- Bitcoin dipped below $110K as gold captured safe-haven flows.
- U.S.–China tensions reignited global risk-off sentiment.
- Over $500M in liquidations and heavy put buying amplified the selloff.
Bitcoin’s sharp dip today wasn’t triggered by one catastrophic headline, but by several forces converging at the same time. Gold stole crypto’s safe-haven spotlight, the U.S.–China trade feud reignited, and leveraged positioning cracked under stress. Here’s the breakdown behind the move — and what traders should watch next.

Gold Takes the Safe-Haven Crown
When fear floods the market, capital hunts for safety — and this week, that crown went to gold. Spot gold hit $4,240/oz intraday, marking a new record before settling slightly lower. The largest gold ETF just logged its biggest holdings since 2022, as institutions shifted cash toward metals instead of Bitcoin.

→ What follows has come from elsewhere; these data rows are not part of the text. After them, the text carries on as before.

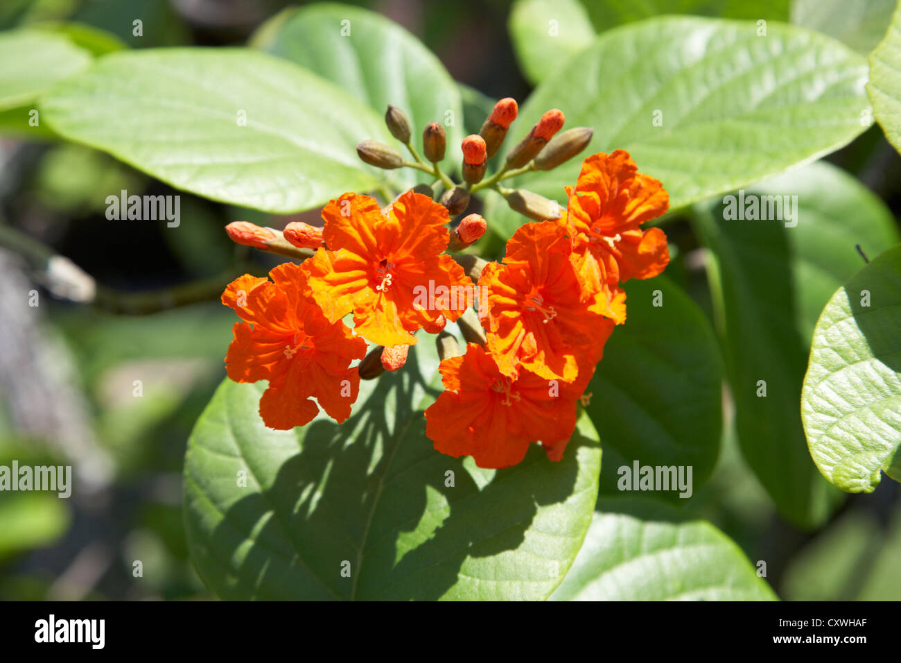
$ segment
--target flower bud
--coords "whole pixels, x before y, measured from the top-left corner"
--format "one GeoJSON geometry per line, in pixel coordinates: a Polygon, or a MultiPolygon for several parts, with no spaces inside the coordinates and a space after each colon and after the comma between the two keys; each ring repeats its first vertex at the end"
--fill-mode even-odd
{"type": "Polygon", "coordinates": [[[542,119],[535,124],[534,135],[536,138],[543,138],[545,141],[550,141],[554,137],[554,134],[560,130],[564,122],[563,111],[558,108],[551,108],[542,115],[542,119]]]}
{"type": "Polygon", "coordinates": [[[507,205],[514,212],[519,212],[535,221],[546,221],[563,216],[559,205],[524,189],[517,189],[506,197],[506,200],[507,205]]]}
{"type": "Polygon", "coordinates": [[[302,221],[292,221],[285,226],[282,231],[285,239],[295,246],[302,249],[313,249],[315,251],[320,246],[324,246],[323,242],[323,229],[315,226],[305,224],[302,221]]]}
{"type": "Polygon", "coordinates": [[[370,166],[391,170],[404,165],[404,157],[396,150],[378,141],[363,141],[357,143],[357,154],[370,166]]]}
{"type": "Polygon", "coordinates": [[[452,334],[441,332],[435,339],[435,345],[438,347],[438,358],[442,362],[450,357],[459,357],[463,355],[460,349],[460,344],[452,334]]]}
{"type": "Polygon", "coordinates": [[[588,146],[594,133],[590,127],[578,126],[555,136],[535,157],[535,169],[550,170],[572,159],[588,146]]]}
{"type": "Polygon", "coordinates": [[[451,216],[461,214],[469,206],[469,192],[465,187],[454,187],[441,196],[441,205],[448,208],[448,214],[451,216]]]}
{"type": "Polygon", "coordinates": [[[463,162],[470,166],[479,166],[485,163],[485,139],[481,136],[469,135],[463,139],[463,162]]]}
{"type": "Polygon", "coordinates": [[[470,214],[450,230],[448,251],[462,251],[485,235],[488,224],[481,216],[470,214]]]}
{"type": "Polygon", "coordinates": [[[360,380],[375,380],[385,373],[385,366],[382,365],[382,350],[384,349],[381,345],[374,347],[363,357],[363,361],[357,366],[360,380]]]}
{"type": "Polygon", "coordinates": [[[263,250],[278,236],[271,228],[262,228],[250,221],[232,221],[225,226],[225,232],[235,244],[263,250]]]}
{"type": "Polygon", "coordinates": [[[423,131],[423,152],[428,161],[432,163],[442,161],[446,145],[447,134],[437,122],[428,124],[423,131]]]}
{"type": "Polygon", "coordinates": [[[485,139],[472,134],[463,139],[463,180],[469,184],[482,181],[488,167],[485,139]]]}
{"type": "Polygon", "coordinates": [[[444,331],[444,327],[448,325],[448,318],[443,315],[438,316],[434,322],[423,322],[423,329],[426,334],[440,334],[444,331]]]}
{"type": "Polygon", "coordinates": [[[262,228],[248,221],[232,221],[225,226],[225,232],[232,242],[295,260],[308,258],[314,253],[314,249],[310,247],[292,245],[282,233],[272,228],[262,228]]]}
{"type": "Polygon", "coordinates": [[[516,106],[516,100],[509,97],[495,104],[494,110],[491,111],[491,115],[488,115],[488,118],[482,124],[481,131],[478,132],[478,134],[485,139],[486,155],[488,159],[497,153],[501,143],[506,137],[507,129],[510,128],[511,123],[516,119],[518,112],[519,107],[516,106]]]}
{"type": "Polygon", "coordinates": [[[561,126],[563,113],[556,108],[542,115],[542,119],[532,127],[525,138],[507,154],[507,168],[522,168],[534,159],[561,126]]]}
{"type": "Polygon", "coordinates": [[[391,135],[405,145],[410,142],[410,122],[400,108],[388,106],[385,112],[385,124],[387,124],[391,135]]]}
{"type": "Polygon", "coordinates": [[[382,367],[386,371],[396,371],[406,364],[409,345],[388,345],[382,349],[382,367]]]}

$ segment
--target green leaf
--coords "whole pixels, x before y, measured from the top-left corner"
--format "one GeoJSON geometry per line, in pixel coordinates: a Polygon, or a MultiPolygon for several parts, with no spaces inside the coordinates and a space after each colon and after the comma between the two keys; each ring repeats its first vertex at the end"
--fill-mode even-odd
{"type": "MultiPolygon", "coordinates": [[[[665,17],[602,34],[536,88],[512,137],[560,108],[567,126],[595,128],[584,156],[628,151],[678,208],[812,161],[864,131],[862,57],[802,28],[757,30],[751,22],[665,17]]],[[[560,202],[580,167],[577,158],[540,180],[513,181],[560,202]]],[[[507,236],[523,221],[505,206],[492,211],[507,236]]]]}
{"type": "Polygon", "coordinates": [[[516,0],[507,29],[519,68],[533,84],[595,39],[578,0],[516,0]]]}
{"type": "Polygon", "coordinates": [[[555,601],[772,601],[742,549],[709,522],[642,498],[597,503],[555,601]]]}
{"type": "Polygon", "coordinates": [[[795,0],[791,22],[834,37],[859,53],[876,48],[891,21],[896,0],[795,0]]]}
{"type": "MultiPolygon", "coordinates": [[[[614,329],[587,390],[586,410],[604,449],[601,491],[617,493],[618,468],[632,469],[634,461],[690,466],[696,490],[719,453],[724,376],[716,337],[666,278],[624,287],[626,322],[614,329]]],[[[678,493],[655,496],[681,502],[678,493]]]]}
{"type": "Polygon", "coordinates": [[[897,231],[878,198],[824,162],[742,195],[744,207],[767,201],[751,197],[784,203],[788,196],[794,220],[786,209],[781,221],[724,218],[726,206],[740,205],[737,198],[697,207],[695,227],[713,251],[712,276],[718,274],[714,281],[722,289],[719,331],[739,438],[782,515],[815,527],[837,494],[810,462],[797,407],[814,325],[831,293],[860,265],[855,244],[876,254],[898,241],[897,231]],[[760,381],[765,397],[758,395],[760,381]]]}
{"type": "Polygon", "coordinates": [[[584,0],[598,31],[642,21],[661,14],[691,14],[753,21],[786,21],[788,0],[584,0]]]}
{"type": "MultiPolygon", "coordinates": [[[[341,86],[379,115],[389,104],[397,106],[410,120],[416,145],[426,124],[444,124],[448,155],[451,160],[460,156],[463,111],[457,83],[441,60],[400,25],[365,9],[332,4],[287,10],[270,22],[274,24],[264,24],[251,39],[253,45],[341,86]]],[[[396,140],[389,141],[406,152],[396,140]]],[[[416,172],[403,169],[388,175],[393,183],[412,187],[416,172]]],[[[419,177],[424,181],[428,176],[419,177]]]]}
{"type": "Polygon", "coordinates": [[[354,146],[390,137],[344,90],[249,49],[111,53],[41,107],[62,136],[177,189],[275,213],[369,189],[354,146]]]}
{"type": "Polygon", "coordinates": [[[128,48],[124,41],[112,32],[86,23],[60,21],[32,23],[30,27],[64,35],[76,46],[88,51],[95,58],[128,48]]]}
{"type": "Polygon", "coordinates": [[[271,430],[257,414],[260,385],[220,386],[185,462],[188,543],[210,589],[225,599],[496,600],[556,588],[597,495],[591,423],[580,419],[560,463],[537,446],[500,471],[439,454],[422,411],[439,391],[437,357],[421,341],[404,369],[363,382],[341,426],[320,418],[271,430]]]}
{"type": "Polygon", "coordinates": [[[843,491],[901,481],[901,245],[879,255],[823,309],[804,379],[810,454],[843,491]]]}
{"type": "Polygon", "coordinates": [[[33,102],[90,62],[86,51],[60,34],[29,30],[0,33],[0,110],[33,102]]]}
{"type": "Polygon", "coordinates": [[[886,138],[901,152],[901,2],[885,39],[869,54],[867,94],[886,138]]]}

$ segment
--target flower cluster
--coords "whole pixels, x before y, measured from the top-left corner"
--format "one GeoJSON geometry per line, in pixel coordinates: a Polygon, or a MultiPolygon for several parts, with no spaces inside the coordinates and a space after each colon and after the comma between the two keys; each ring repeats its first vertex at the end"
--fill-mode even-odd
{"type": "Polygon", "coordinates": [[[437,450],[471,456],[489,468],[519,463],[532,442],[540,442],[551,460],[563,456],[577,404],[586,398],[607,338],[625,321],[621,284],[656,276],[669,262],[663,232],[642,228],[667,210],[669,196],[621,150],[585,160],[576,185],[566,189],[563,212],[554,213],[536,194],[501,187],[521,172],[554,168],[591,138],[584,127],[555,137],[563,114],[548,111],[487,177],[488,160],[516,114],[515,101],[502,99],[480,134],[463,141],[464,183],[456,184],[439,166],[445,152],[441,126],[432,123],[423,134],[429,166],[410,142],[406,117],[388,107],[387,126],[415,161],[373,141],[358,145],[360,158],[434,175],[445,189],[441,204],[435,185],[420,185],[384,210],[372,198],[345,193],[323,209],[322,228],[227,226],[240,244],[304,260],[275,268],[271,281],[245,274],[223,294],[223,303],[243,320],[233,328],[228,375],[268,381],[259,402],[267,426],[303,426],[320,407],[343,421],[359,380],[403,366],[423,330],[441,334],[445,391],[425,410],[426,435],[437,450]],[[534,221],[514,234],[502,262],[455,259],[446,251],[471,245],[487,223],[474,214],[457,223],[450,216],[465,212],[469,193],[484,187],[534,221]],[[443,295],[423,298],[423,291],[443,295]],[[455,296],[470,292],[475,297],[455,296]],[[477,297],[482,330],[478,322],[463,324],[477,297]],[[344,323],[348,316],[352,329],[344,323]],[[443,332],[458,318],[470,341],[465,353],[443,332]],[[369,355],[366,341],[378,346],[369,355]],[[363,361],[351,367],[354,359],[363,361]]]}

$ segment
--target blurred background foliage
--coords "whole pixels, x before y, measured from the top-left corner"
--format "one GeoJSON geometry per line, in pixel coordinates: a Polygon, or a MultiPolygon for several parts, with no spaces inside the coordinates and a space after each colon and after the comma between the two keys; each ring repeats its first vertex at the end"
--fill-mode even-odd
{"type": "MultiPolygon", "coordinates": [[[[522,53],[524,69],[541,63],[530,62],[527,45],[511,42],[506,26],[512,3],[507,0],[352,4],[397,22],[437,54],[466,86],[465,124],[470,130],[478,130],[493,99],[523,101],[532,89],[529,81],[534,76],[520,70],[514,52],[522,53]]],[[[116,48],[117,41],[128,48],[228,46],[244,43],[287,5],[285,0],[5,0],[0,30],[77,22],[85,26],[78,38],[96,52],[116,48]],[[140,38],[132,33],[136,17],[143,21],[140,38]]],[[[836,19],[834,3],[772,0],[765,5],[773,20],[806,23],[839,39],[849,30],[848,21],[836,19]]],[[[858,17],[863,28],[848,37],[849,45],[863,52],[875,44],[873,34],[879,26],[884,29],[886,8],[890,12],[893,3],[866,5],[869,9],[858,17]]],[[[591,25],[586,32],[590,35],[657,14],[758,15],[757,10],[749,15],[745,6],[731,0],[587,1],[584,9],[591,25]]],[[[828,161],[860,180],[897,219],[901,163],[878,126],[828,161]]],[[[223,226],[246,219],[280,227],[288,220],[314,221],[318,216],[273,218],[182,194],[182,218],[191,222],[177,229],[107,220],[105,198],[121,189],[174,192],[86,147],[51,138],[0,138],[0,225],[23,231],[71,259],[98,283],[123,293],[205,279],[224,284],[249,263],[256,273],[264,273],[276,262],[236,248],[223,226]]],[[[716,311],[701,260],[705,249],[689,219],[677,215],[668,221],[667,234],[674,255],[667,276],[714,321],[716,311]]],[[[502,245],[494,248],[499,251],[502,245]]],[[[21,278],[7,279],[6,265],[0,298],[24,300],[34,286],[21,278]]],[[[206,293],[206,301],[128,316],[54,299],[39,289],[40,307],[34,309],[39,313],[36,319],[31,316],[23,341],[27,352],[14,345],[3,350],[9,361],[3,362],[6,375],[0,380],[0,465],[14,458],[31,465],[92,460],[79,475],[87,488],[69,500],[38,493],[0,495],[0,598],[210,596],[187,558],[180,474],[188,434],[224,376],[223,357],[233,314],[217,302],[214,290],[206,293]],[[10,373],[33,382],[33,392],[43,394],[31,411],[17,410],[8,398],[10,373]],[[140,398],[134,395],[135,380],[141,381],[140,398]],[[70,442],[74,437],[77,441],[70,442]],[[142,564],[140,577],[133,575],[136,560],[142,564]]],[[[0,323],[0,332],[14,324],[15,316],[9,315],[0,323]]],[[[897,484],[884,481],[872,494],[848,495],[828,522],[802,532],[777,515],[748,469],[728,399],[724,417],[723,447],[712,479],[685,508],[722,529],[752,562],[766,560],[767,580],[784,599],[901,599],[897,484]]]]}

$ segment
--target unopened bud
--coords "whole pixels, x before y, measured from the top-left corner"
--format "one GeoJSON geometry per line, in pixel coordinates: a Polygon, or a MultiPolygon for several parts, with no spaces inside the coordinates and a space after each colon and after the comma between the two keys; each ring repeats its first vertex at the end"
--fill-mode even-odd
{"type": "Polygon", "coordinates": [[[535,157],[535,169],[550,170],[572,159],[588,146],[594,133],[590,127],[578,126],[555,136],[535,157]]]}
{"type": "Polygon", "coordinates": [[[563,114],[554,108],[549,110],[526,134],[525,138],[507,154],[508,168],[522,168],[540,152],[548,141],[563,126],[563,114]]]}
{"type": "Polygon", "coordinates": [[[563,127],[564,122],[563,111],[558,108],[551,108],[542,115],[542,119],[535,124],[534,135],[536,138],[543,138],[545,141],[550,141],[554,137],[554,134],[563,127]]]}
{"type": "Polygon", "coordinates": [[[232,221],[225,226],[225,232],[235,244],[257,249],[268,248],[268,243],[278,236],[271,228],[262,228],[250,221],[232,221]]]}
{"type": "Polygon", "coordinates": [[[382,365],[383,347],[374,347],[363,357],[363,361],[357,366],[360,380],[375,380],[385,373],[385,366],[382,365]]]}
{"type": "Polygon", "coordinates": [[[469,192],[464,187],[454,187],[441,196],[441,205],[448,208],[450,216],[462,214],[469,206],[469,192]]]}
{"type": "Polygon", "coordinates": [[[406,144],[410,142],[410,122],[400,108],[388,106],[385,112],[385,124],[387,124],[391,135],[406,144]]]}
{"type": "Polygon", "coordinates": [[[409,345],[388,345],[382,349],[382,367],[386,371],[396,371],[406,364],[409,345]]]}
{"type": "Polygon", "coordinates": [[[324,246],[323,242],[323,229],[315,226],[305,224],[302,221],[292,221],[285,226],[282,231],[285,239],[295,246],[302,249],[313,249],[315,251],[320,246],[324,246]]]}
{"type": "Polygon", "coordinates": [[[485,163],[485,139],[481,136],[469,135],[463,139],[463,162],[470,166],[485,163]]]}
{"type": "Polygon", "coordinates": [[[452,334],[441,332],[435,339],[435,345],[438,347],[438,358],[442,362],[450,357],[459,357],[463,355],[460,349],[460,344],[452,334]]]}
{"type": "Polygon", "coordinates": [[[447,140],[443,126],[437,122],[427,124],[423,130],[423,152],[425,158],[432,163],[442,161],[447,140]]]}
{"type": "MultiPolygon", "coordinates": [[[[482,303],[479,302],[479,307],[482,306],[482,303]]],[[[482,328],[482,323],[472,308],[467,308],[463,315],[457,318],[457,327],[460,327],[460,334],[463,335],[467,343],[477,343],[479,345],[484,345],[487,341],[485,329],[482,328]]]]}
{"type": "Polygon", "coordinates": [[[440,334],[444,331],[444,327],[448,325],[448,318],[443,315],[438,316],[434,322],[423,322],[423,329],[425,330],[426,334],[440,334]]]}
{"type": "Polygon", "coordinates": [[[357,154],[370,166],[377,168],[390,170],[404,165],[404,157],[399,152],[378,141],[363,141],[357,143],[357,154]]]}
{"type": "Polygon", "coordinates": [[[232,221],[225,226],[225,232],[232,242],[289,258],[303,260],[314,253],[311,248],[289,244],[282,233],[272,228],[255,226],[248,221],[232,221]]]}
{"type": "Polygon", "coordinates": [[[486,155],[488,159],[497,153],[506,137],[507,129],[516,119],[518,112],[516,100],[509,97],[495,104],[494,110],[482,124],[482,130],[478,132],[478,134],[485,139],[486,155]]]}
{"type": "Polygon", "coordinates": [[[519,212],[535,221],[560,218],[563,216],[559,205],[524,189],[517,189],[506,197],[506,200],[507,205],[514,212],[519,212]]]}
{"type": "Polygon", "coordinates": [[[462,251],[480,239],[487,227],[488,224],[478,214],[470,214],[464,217],[457,227],[450,231],[448,251],[462,251]]]}

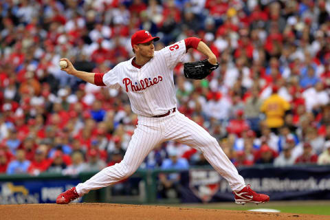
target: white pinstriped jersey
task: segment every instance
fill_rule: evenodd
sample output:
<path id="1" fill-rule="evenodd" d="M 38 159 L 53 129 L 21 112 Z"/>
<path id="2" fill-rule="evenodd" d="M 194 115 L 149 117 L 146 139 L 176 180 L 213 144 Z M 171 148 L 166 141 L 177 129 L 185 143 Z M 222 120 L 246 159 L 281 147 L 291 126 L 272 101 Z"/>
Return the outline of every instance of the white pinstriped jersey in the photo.
<path id="1" fill-rule="evenodd" d="M 133 58 L 117 65 L 103 76 L 109 87 L 121 87 L 129 96 L 133 112 L 144 116 L 166 113 L 177 106 L 173 69 L 186 54 L 184 40 L 155 51 L 140 69 Z"/>

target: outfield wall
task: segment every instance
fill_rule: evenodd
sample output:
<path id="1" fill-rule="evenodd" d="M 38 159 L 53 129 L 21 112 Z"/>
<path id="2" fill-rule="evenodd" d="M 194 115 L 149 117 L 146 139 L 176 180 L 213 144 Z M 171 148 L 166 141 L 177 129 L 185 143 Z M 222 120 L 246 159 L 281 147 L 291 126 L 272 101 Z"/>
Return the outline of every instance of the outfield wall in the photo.
<path id="1" fill-rule="evenodd" d="M 330 199 L 330 166 L 285 168 L 258 166 L 239 168 L 247 184 L 271 200 Z M 160 195 L 158 176 L 179 173 L 179 197 Z M 76 176 L 54 173 L 0 175 L 0 204 L 54 203 L 63 190 L 85 182 L 94 173 Z M 210 167 L 188 170 L 138 170 L 131 177 L 111 187 L 91 191 L 80 201 L 123 204 L 199 203 L 232 201 L 226 179 Z"/>

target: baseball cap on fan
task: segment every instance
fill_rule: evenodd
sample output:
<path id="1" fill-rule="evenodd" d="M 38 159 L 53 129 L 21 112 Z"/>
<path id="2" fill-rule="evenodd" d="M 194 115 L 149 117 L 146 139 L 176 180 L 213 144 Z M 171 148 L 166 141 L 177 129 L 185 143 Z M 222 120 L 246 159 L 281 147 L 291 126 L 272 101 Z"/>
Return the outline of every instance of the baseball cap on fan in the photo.
<path id="1" fill-rule="evenodd" d="M 152 36 L 151 34 L 145 30 L 141 30 L 133 34 L 131 38 L 131 44 L 133 46 L 139 43 L 144 43 L 153 41 L 157 41 L 160 40 L 158 36 Z"/>

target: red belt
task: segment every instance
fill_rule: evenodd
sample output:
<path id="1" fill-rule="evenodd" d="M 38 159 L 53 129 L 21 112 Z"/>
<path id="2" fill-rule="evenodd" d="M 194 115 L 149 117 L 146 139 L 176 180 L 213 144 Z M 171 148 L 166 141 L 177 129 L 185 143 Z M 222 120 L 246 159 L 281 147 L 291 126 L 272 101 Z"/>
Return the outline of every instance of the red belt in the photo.
<path id="1" fill-rule="evenodd" d="M 166 113 L 164 113 L 164 115 L 160 115 L 160 116 L 153 116 L 153 118 L 162 118 L 162 117 L 165 117 L 165 116 L 168 116 L 170 113 L 170 111 L 172 111 L 172 112 L 175 112 L 175 108 L 173 109 L 170 109 L 170 110 L 168 110 L 168 112 L 166 112 Z"/>

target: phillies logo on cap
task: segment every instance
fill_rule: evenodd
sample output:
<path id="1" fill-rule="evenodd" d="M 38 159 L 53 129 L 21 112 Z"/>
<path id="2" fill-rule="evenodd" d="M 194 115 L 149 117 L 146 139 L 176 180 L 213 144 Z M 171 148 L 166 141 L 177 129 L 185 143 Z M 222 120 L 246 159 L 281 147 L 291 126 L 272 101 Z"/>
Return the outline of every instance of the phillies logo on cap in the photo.
<path id="1" fill-rule="evenodd" d="M 133 47 L 135 45 L 148 43 L 153 40 L 153 41 L 157 41 L 160 40 L 160 38 L 158 36 L 152 36 L 149 32 L 145 30 L 142 30 L 133 34 L 132 38 L 131 38 L 131 44 Z"/>

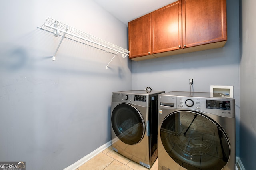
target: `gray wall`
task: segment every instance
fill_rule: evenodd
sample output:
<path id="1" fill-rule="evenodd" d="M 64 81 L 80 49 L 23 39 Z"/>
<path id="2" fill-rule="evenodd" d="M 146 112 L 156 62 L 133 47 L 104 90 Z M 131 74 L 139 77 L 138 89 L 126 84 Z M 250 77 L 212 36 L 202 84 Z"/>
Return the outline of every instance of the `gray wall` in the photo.
<path id="1" fill-rule="evenodd" d="M 246 169 L 252 170 L 256 158 L 256 1 L 240 2 L 240 158 Z"/>
<path id="2" fill-rule="evenodd" d="M 62 169 L 111 140 L 111 92 L 131 61 L 41 30 L 50 16 L 128 49 L 126 26 L 90 0 L 0 2 L 0 160 Z"/>
<path id="3" fill-rule="evenodd" d="M 239 154 L 238 0 L 227 0 L 228 41 L 223 48 L 132 62 L 132 88 L 210 92 L 211 85 L 234 86 L 236 122 L 236 155 Z"/>

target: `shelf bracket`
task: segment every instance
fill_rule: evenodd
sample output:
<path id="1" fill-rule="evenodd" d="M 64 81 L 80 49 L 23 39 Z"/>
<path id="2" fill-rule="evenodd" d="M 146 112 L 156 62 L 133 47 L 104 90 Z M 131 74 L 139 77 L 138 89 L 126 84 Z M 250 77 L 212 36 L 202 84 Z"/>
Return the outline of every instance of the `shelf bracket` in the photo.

Major banks raised their 2025–26 gold targets, citing rising central-bank demand and macro instability. That flow rotation hurts BTC because when allocators can meet their “risk-off” mandate with gold, they don’t need digital gold. Bitcoin temporarily loses its hedge narrative and trades like a high-beta tech asset instead.
Trump–China Tensions Ignite Global Risk-Off
Geopolitical friction returned in full force. The U.S.–China trade standoff escalated with new export-control measures, rare-earth restrictions, and port fees — and neither side looks ready to back down. Markets immediately repriced global growth risk, and investors dumped volatile assets first.
BTC fell roughly 2–3% to around $107.6K, now about 14% below its early-October peak. Ethereum dropped 3–4%, Solana shed 6–7%, and XRP slid around 5%. That’s a broad, correlated sell-off typical of risk-off phases, not a protocol-specific issue. The crypto market is once again behaving like a macro asset class.
Liquidations and Options Skew Amplify the Damage
Once Bitcoin broke below $110K, algorithms and leveraged traders took over. Around $415M–$540M in liquidations hit across major exchanges in the last 24 hours, with CoinGlass reporting a single-day total near $524M. BTC and ETH were hit hardest as stop cascades triggered forced unwinds.

Options data also showed heavy put buying between $104K–$108K, suggesting traders are paying up for downside protection. That kind of setup creates a reflexive loop — the more puts purchased, the more dealers hedge short, keeping rallies capped. Until the pace of liquidations cools off, rebounds will likely stay fragile.
Bottom Line
Bitcoin’s current drop is a perfect storm of gold stealing defensive inflows, trade-war tension driving risk aversion, and leverage unwinds magnifying volatility. Add in choppy ETF flows and no fresh CPI data to stabilize sentiment, and you’ve got a market running on nerves.
If gold cools, ETF inflows turn positive, and BTC holds above $107K–$110K, the market could rebuild a base. But until then, smart traders are keeping positions small, stops wide, and eyes on flows — not vibes.